が、李在明大統領の支持基盤には、対日問題で、徴用工、慰安婦問題を持ち出して再び反日カードを切ろうとする勢力がマグマのように存潜在している。何かの拍子にそれが噴出して、再び日韓関係は氷のように凍結してしまうことも予想される。だとしたら、日本としては、李在明政権で、いささかでもその反日カードを切るような兆候が見られたら、直ちに経済や外交の友好関係を凍結し、李在明大統領にそのカードをほんのわずかであっても切らさないようにしなければならない。それは結果としては李在明大統領自身のためにもなることだ。
現在、日韓はともに出生数の減少に苦しんでいるが、世界的にはある意味で、お互いに最先端の国になっているのだ。平均寿命は日本がいちばんで韓国は3番となっている。そのように互いに世界の最先端を行っている国が、さしたる根拠もなく反日政策を取り、反日感情に溺れてしまうのは極めて残念なことである。1910年の日韓併合が韓国の植民地化であったというのは、韓国国民にとって、1つの歴史認識として許されようが、それは日本による一方的搾取ではなかった。第2次世界大戦が終わって、韓国が1つの国家として再生となったとき、韓国には日本統治の下で日本が残したさまざまな制度が残っていた。警察機構も含めて、壮大なる官僚機構が残っていた。今日の近代化し世界の最先端の国になったことを見てみれば、こうした日本統治の正の遺産がどれほど貴重なものであったかということになる。そのことを感情から離れれば容易に客観的に認識できる段階に至っているはずである。
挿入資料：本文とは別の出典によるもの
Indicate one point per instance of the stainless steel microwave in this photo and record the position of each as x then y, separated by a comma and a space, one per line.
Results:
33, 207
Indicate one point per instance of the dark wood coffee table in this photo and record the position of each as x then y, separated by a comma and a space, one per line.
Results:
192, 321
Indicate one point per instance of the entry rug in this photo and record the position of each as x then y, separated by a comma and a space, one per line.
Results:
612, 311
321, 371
それに戦後の韓国における反日感情は、歴代政府があえて反日教育で育んだ故のところもある。現在の韓国はその反日教育からもたらされた反日感情の部分もあることを認識できる段階に至っている。韓国の名誉としても反日感情からは脱皮していかなければならない段階に至っている。
現在、韓国は、北朝鮮、中国、ロシアと、核保有の専制国家と対面する関係に地政学上なっている。韓国、日本、米国、そして台湾という民主主義国家は人類普遍の民主主義国家として助け合わなければならない関係にある。とすれば、もはや反日カードなど持ち出す状況ではない。版一カードを少しでも切り出せば、日本は直ちに友好促進政策を凍結するようにしていかなければならない。李在明政権に少しでも反日カードを切る兆候が見えたら、直ちに友好関係を凍結するように出ることは、日本にとっては当然よいことだが、韓国、そして李在明新大統領自身にとってもかけがえのない必要なことであり、よいことなのだ。そして李在明大統領をして韓国の歴史に残る最上の大統領になるのを手助けしていくのだ。
以上のことは決して日本から上から目線で語っているのではない。日本でも司法がおかしくなっている。最高裁も判断能力の劣化が著しく進んでいる。私は日本の司法界にも憂いを抱いており、また「日本国憲法」の改正も望んでいる者である。